Co roku w okresie wzmożonych upałów służby nagłaśniają problem zamykania dzieci i zwierząt w nagrzanym samochodzie. Okazuje się jednak, że niektórzy to ciagle bagatelizują. Czasami nie udaje się uniknąć tragedii, jednak tym razem dzięki przechodniom stało się inaczej.
Zdarzenie miało miejsce wczoraj około południa na Dolnym Śląsku. Temperatura sięgała tam około 32 stopni Celsjusza… w cieniu. Przechodnie zauważyli, że dziewczynka zamknięta w nagrzanym aucie jest niepokojąco zaczerwieniona i oblana potem. W dodatku pukała w szybę i nawoływała pomocy. Jeden ze świadków, nie czekając ani chwili, wybił szybę, wyciągnął dziecko i zaniósł do pobliskiej klimatyzowanej placówki banku. O zaistniałej sytuacji powiadomiono także policję w Lubinie.

Zaskoczenie matki
Z relacji policji wynika, że 10-latka przebywała w rozgrzanym samochodzie około pół godziny. Matka dziewczynki w tym czasie była na zakupach w sklepie odzieżowym a interwencja była dla niej ogromnym zaskoczeniem. Przekonywała funkcjonariuszy, że była pewna iż szyby w samochodzie zostawiła otwarte. Niestety nie dość, że szyby były zamknięte to zablokowane zostały także drzwi, co uniemożliwiło dziewczynce wydostanie się z pojazdu. Być może interwencja przechodnia uratowała życie dziecka.

Dochodzenie
Wszczęto w tej sprawie dochodzenie, które wyjaśni okoliczności zdarzenia. Jeśli śledztwo wykaże winę matki w narażeniu dziecka na utratę życia lub zdrowia, grozi jej nawet 5 lat więzienia.
Temperatura w aucie jest nie do zniesienia!

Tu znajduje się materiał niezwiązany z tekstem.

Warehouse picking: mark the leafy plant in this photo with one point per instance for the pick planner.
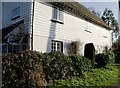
(57, 66)
(22, 70)
(81, 63)
(104, 58)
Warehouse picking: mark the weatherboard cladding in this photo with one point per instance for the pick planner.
(82, 11)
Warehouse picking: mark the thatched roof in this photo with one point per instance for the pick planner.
(81, 11)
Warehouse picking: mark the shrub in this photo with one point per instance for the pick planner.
(57, 66)
(22, 70)
(111, 57)
(104, 58)
(81, 63)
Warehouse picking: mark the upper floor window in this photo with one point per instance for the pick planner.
(88, 27)
(57, 46)
(15, 13)
(57, 15)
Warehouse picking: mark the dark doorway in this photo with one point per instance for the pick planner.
(89, 51)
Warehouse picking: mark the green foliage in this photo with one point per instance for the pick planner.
(104, 58)
(81, 63)
(100, 77)
(22, 70)
(58, 66)
(108, 17)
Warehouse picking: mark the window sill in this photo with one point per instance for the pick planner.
(15, 17)
(57, 21)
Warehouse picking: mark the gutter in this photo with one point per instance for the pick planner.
(32, 25)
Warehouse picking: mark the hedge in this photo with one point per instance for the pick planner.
(23, 70)
(104, 59)
(31, 69)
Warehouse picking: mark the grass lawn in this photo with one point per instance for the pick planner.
(96, 77)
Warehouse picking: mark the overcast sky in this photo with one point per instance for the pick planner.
(100, 5)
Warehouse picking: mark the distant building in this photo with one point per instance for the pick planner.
(52, 26)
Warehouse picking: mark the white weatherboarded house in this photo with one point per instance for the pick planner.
(52, 26)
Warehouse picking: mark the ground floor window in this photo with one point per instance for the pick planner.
(57, 46)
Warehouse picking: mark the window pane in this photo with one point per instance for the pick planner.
(16, 12)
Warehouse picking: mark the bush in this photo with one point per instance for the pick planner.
(104, 58)
(57, 66)
(22, 70)
(81, 63)
(30, 69)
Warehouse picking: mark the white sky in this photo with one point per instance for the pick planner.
(100, 5)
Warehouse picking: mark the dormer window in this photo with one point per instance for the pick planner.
(15, 13)
(57, 15)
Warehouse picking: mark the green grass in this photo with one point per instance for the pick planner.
(96, 77)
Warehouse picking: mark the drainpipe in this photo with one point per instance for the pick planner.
(32, 25)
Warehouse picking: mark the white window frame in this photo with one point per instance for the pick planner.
(58, 15)
(88, 27)
(16, 13)
(57, 46)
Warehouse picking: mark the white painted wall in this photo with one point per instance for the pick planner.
(73, 29)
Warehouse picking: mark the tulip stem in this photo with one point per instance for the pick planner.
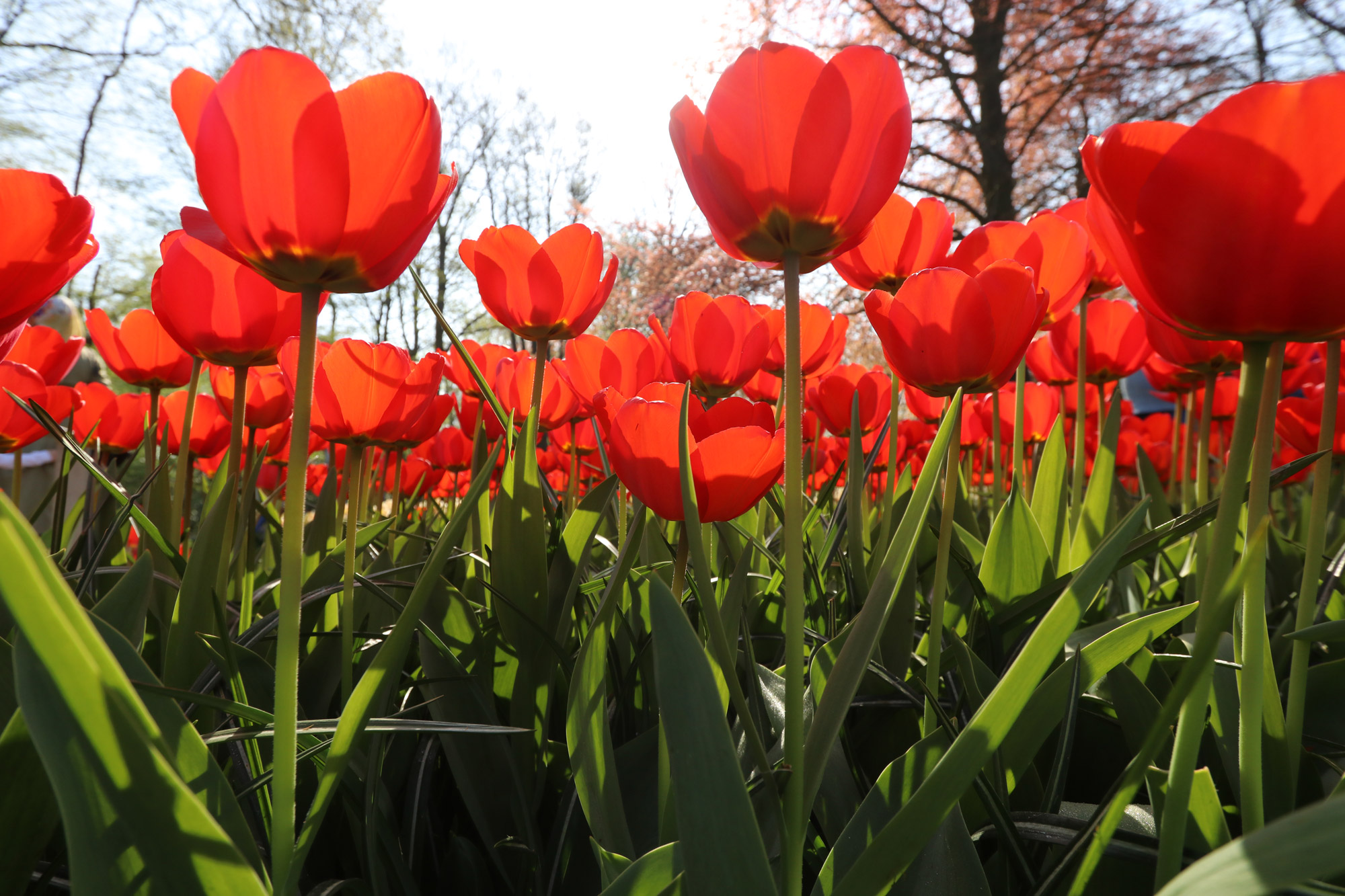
(796, 813)
(1020, 386)
(1256, 635)
(1315, 545)
(1077, 490)
(1213, 614)
(181, 491)
(948, 510)
(284, 767)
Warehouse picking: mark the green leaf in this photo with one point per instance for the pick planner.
(720, 840)
(1050, 494)
(1300, 846)
(899, 842)
(128, 814)
(1017, 561)
(1093, 521)
(861, 635)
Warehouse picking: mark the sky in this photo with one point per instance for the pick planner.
(619, 65)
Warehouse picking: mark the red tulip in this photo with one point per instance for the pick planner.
(1055, 248)
(821, 339)
(1222, 228)
(1105, 278)
(1117, 343)
(946, 330)
(736, 455)
(367, 393)
(141, 352)
(46, 352)
(541, 291)
(1300, 421)
(832, 397)
(209, 425)
(268, 400)
(221, 310)
(905, 239)
(313, 188)
(626, 361)
(715, 343)
(1203, 356)
(17, 428)
(1047, 366)
(44, 243)
(116, 421)
(794, 154)
(514, 389)
(1040, 407)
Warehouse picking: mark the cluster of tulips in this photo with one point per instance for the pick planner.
(1222, 232)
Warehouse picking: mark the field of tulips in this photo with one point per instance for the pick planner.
(703, 610)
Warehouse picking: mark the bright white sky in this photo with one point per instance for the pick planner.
(619, 65)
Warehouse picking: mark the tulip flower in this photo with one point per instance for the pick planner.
(905, 239)
(44, 244)
(1202, 356)
(832, 397)
(46, 352)
(514, 389)
(221, 310)
(793, 154)
(209, 425)
(541, 291)
(17, 428)
(116, 421)
(715, 343)
(313, 188)
(141, 352)
(1117, 341)
(1300, 421)
(736, 455)
(268, 400)
(625, 361)
(1221, 228)
(821, 339)
(946, 330)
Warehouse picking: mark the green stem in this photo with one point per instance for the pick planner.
(796, 813)
(1191, 723)
(1256, 635)
(1316, 542)
(181, 490)
(941, 568)
(291, 589)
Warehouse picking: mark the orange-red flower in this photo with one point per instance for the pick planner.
(116, 421)
(46, 352)
(1055, 248)
(794, 154)
(17, 428)
(832, 396)
(1117, 341)
(313, 188)
(1226, 228)
(44, 243)
(268, 400)
(905, 239)
(715, 343)
(221, 310)
(141, 350)
(209, 425)
(736, 454)
(948, 330)
(541, 291)
(821, 339)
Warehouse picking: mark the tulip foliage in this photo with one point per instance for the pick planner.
(709, 608)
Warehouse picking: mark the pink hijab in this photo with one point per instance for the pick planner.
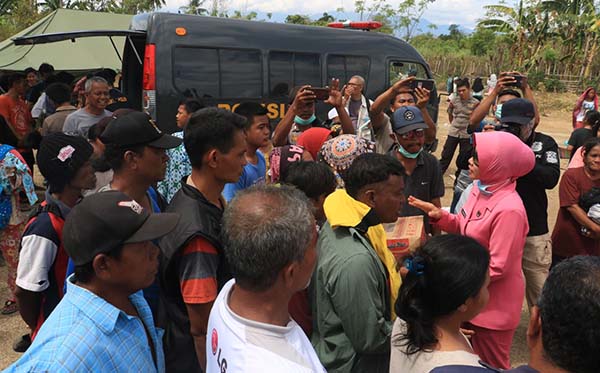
(580, 102)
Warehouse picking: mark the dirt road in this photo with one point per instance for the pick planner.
(555, 122)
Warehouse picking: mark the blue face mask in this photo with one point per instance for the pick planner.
(304, 122)
(483, 188)
(406, 154)
(498, 112)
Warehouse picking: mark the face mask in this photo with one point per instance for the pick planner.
(498, 112)
(526, 131)
(405, 153)
(308, 284)
(304, 122)
(483, 188)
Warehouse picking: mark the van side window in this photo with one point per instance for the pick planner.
(402, 69)
(345, 67)
(287, 70)
(211, 72)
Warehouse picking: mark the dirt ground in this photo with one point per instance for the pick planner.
(556, 122)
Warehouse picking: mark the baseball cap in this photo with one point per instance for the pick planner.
(106, 220)
(137, 128)
(517, 110)
(406, 119)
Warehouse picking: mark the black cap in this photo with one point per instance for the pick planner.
(106, 220)
(406, 119)
(137, 128)
(517, 110)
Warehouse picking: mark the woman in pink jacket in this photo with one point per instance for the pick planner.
(494, 215)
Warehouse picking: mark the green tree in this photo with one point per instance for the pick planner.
(482, 42)
(195, 7)
(403, 19)
(298, 19)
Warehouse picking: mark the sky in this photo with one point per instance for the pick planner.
(441, 12)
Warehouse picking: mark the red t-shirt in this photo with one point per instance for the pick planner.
(198, 272)
(567, 239)
(16, 113)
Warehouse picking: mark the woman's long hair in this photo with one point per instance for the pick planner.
(442, 275)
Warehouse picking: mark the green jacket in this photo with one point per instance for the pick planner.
(349, 297)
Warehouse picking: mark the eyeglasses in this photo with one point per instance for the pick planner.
(413, 134)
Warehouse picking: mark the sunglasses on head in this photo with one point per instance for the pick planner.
(413, 134)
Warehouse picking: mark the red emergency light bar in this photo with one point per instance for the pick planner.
(368, 25)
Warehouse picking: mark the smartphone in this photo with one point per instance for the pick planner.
(322, 94)
(518, 80)
(422, 83)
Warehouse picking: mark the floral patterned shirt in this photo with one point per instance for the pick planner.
(178, 167)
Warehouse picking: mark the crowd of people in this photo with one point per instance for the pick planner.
(226, 246)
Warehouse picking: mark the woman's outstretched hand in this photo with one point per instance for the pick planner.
(432, 211)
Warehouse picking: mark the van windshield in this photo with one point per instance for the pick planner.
(402, 69)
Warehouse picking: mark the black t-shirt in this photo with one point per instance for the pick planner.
(579, 137)
(532, 187)
(425, 183)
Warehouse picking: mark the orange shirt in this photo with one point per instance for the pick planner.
(17, 114)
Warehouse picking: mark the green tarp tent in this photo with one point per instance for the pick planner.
(83, 54)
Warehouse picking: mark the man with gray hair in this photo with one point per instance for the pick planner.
(269, 237)
(357, 106)
(96, 100)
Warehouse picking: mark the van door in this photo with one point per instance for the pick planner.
(131, 56)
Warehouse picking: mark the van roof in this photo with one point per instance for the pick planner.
(278, 36)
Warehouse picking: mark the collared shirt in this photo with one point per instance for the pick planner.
(85, 333)
(54, 123)
(461, 111)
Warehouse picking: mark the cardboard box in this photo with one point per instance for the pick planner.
(405, 236)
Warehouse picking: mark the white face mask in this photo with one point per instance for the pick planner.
(308, 283)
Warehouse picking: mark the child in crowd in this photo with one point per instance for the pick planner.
(15, 177)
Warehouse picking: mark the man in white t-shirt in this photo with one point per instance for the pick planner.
(96, 100)
(269, 238)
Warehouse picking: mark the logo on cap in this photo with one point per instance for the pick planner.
(66, 153)
(154, 125)
(133, 205)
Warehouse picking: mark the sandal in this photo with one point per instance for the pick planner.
(10, 307)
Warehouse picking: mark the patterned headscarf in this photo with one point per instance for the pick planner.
(341, 151)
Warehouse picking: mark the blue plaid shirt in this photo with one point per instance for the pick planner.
(85, 333)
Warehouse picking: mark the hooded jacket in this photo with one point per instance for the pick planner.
(498, 221)
(351, 289)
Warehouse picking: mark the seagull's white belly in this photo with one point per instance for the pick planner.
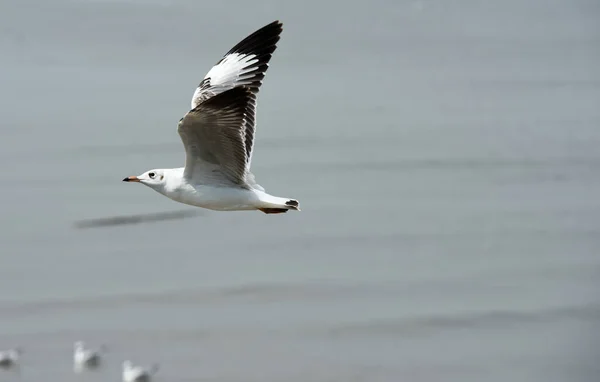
(216, 198)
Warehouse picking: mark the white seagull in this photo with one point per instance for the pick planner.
(137, 373)
(85, 358)
(9, 358)
(218, 135)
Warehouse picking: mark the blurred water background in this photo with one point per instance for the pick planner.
(445, 154)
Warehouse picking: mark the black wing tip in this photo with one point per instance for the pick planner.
(261, 42)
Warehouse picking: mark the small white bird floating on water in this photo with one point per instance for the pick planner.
(218, 135)
(10, 358)
(86, 358)
(137, 373)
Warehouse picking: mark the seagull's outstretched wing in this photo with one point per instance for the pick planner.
(244, 65)
(214, 135)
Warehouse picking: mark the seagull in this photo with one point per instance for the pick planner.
(85, 358)
(137, 373)
(9, 358)
(218, 135)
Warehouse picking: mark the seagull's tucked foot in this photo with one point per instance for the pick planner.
(275, 205)
(274, 210)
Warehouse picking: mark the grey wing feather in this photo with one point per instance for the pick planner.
(214, 137)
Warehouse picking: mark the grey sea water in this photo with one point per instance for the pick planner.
(445, 154)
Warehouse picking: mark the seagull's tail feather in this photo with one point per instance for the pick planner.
(276, 205)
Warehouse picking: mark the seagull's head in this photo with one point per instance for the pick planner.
(155, 179)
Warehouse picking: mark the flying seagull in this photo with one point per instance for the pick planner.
(218, 135)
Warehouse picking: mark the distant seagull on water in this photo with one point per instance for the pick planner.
(10, 358)
(85, 358)
(133, 373)
(218, 135)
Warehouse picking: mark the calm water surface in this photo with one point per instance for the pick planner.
(445, 155)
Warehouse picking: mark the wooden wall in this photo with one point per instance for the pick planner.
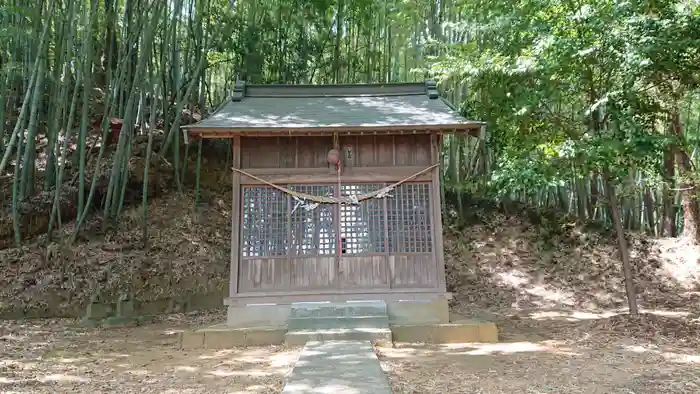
(373, 158)
(406, 271)
(311, 152)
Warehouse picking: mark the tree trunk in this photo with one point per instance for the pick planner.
(688, 191)
(622, 241)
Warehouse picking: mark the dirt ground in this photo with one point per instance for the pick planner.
(57, 356)
(552, 357)
(552, 354)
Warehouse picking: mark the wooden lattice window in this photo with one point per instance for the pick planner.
(264, 222)
(274, 225)
(408, 214)
(362, 226)
(313, 232)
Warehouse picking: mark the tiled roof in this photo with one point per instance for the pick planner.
(328, 106)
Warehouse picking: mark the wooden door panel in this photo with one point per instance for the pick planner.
(313, 273)
(363, 272)
(414, 270)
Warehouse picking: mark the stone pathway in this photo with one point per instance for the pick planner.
(347, 367)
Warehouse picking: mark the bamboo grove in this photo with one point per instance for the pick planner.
(592, 105)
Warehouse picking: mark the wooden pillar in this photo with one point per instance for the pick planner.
(235, 216)
(438, 247)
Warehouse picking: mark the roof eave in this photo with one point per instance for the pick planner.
(475, 129)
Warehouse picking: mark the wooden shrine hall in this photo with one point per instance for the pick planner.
(336, 196)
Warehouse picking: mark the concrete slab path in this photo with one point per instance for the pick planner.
(347, 367)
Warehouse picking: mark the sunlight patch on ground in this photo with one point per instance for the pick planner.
(670, 356)
(62, 378)
(680, 261)
(547, 293)
(477, 349)
(595, 315)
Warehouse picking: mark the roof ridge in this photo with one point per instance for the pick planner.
(243, 90)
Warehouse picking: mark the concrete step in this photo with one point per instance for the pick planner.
(347, 367)
(308, 323)
(305, 310)
(380, 336)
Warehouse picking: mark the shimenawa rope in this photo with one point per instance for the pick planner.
(303, 198)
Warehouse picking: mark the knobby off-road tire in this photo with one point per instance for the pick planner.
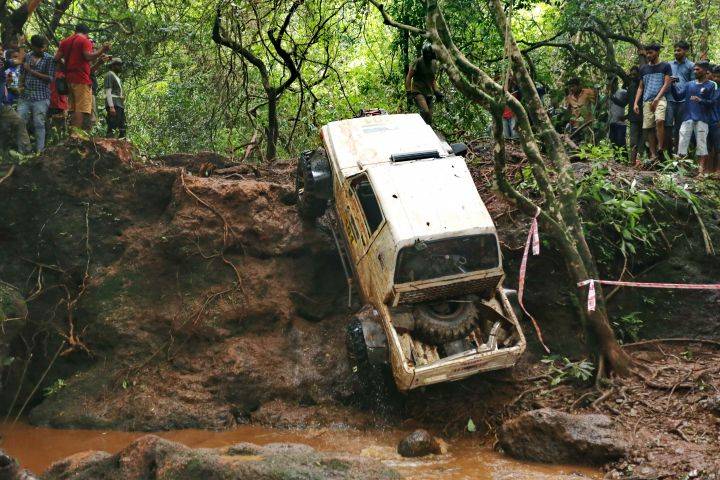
(309, 206)
(372, 383)
(437, 327)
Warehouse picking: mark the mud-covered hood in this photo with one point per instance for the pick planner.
(429, 199)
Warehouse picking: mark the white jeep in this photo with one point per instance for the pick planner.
(418, 241)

Pamiętajcie, że w trakcie upałów temperatura w rozgrzanym samochodzie może być nawet dwukrotnie wyższa niż panująca na zewnątrz. Wystarczy odrobina nieuwagi lub zapomnienia i może dojść do tragedii. W największym stopniu problemu ten dotyczy zwierzą, osób starszych i dzieci.